Last month's arrest of Paul Wojdan in Buffalo seems similarly suspect. Wojdan was legally carrying a pistol in a car driven by his girlfriend, who was pulled over for speeding. While the officers were justified in checking that Wojdan had a permit, it's not clear how they determined that his magazine contained 10 rounds instead of seven. Here is what the state police guide says about a situation like this:
If the weapon is one for which a permit is required, police will be justified in checking the permit to ensure that the person lawfully possesses the firearm. If a permit cannot be produced, the officer would be legally justified in seizing the firearm and conducting an inventory of its contents. In this case, the inventory would include checking the magazine in order to account for each round. However, if the person produces a permit and there are no indications of unlawful conduct, an inspection of the magazine would be unnecessary. In this case, the weapon should be secured temporarily, in the same condition as it was found, for the duration of the stop and returned to the motorist at the conclusion of the encounter.

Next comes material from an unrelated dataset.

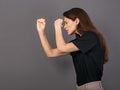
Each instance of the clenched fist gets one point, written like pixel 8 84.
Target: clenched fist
pixel 58 24
pixel 41 24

Another arrest cited by the Beacon involved a man whom Utica police also charged with illegal possession of a loaded handgun. In such cases, according to the state police, seizing the firearm and inspecting the magazine would be legally justified.
So of these three arrests, two involved otherwise law-abiding people whose only crime was exceeding an arbitrary ammunition limit, while the other one involved someone who would have been arrested anyway but now faces an additional, relatively minor charge. Either way, it is hard to see any potential public safety benefit.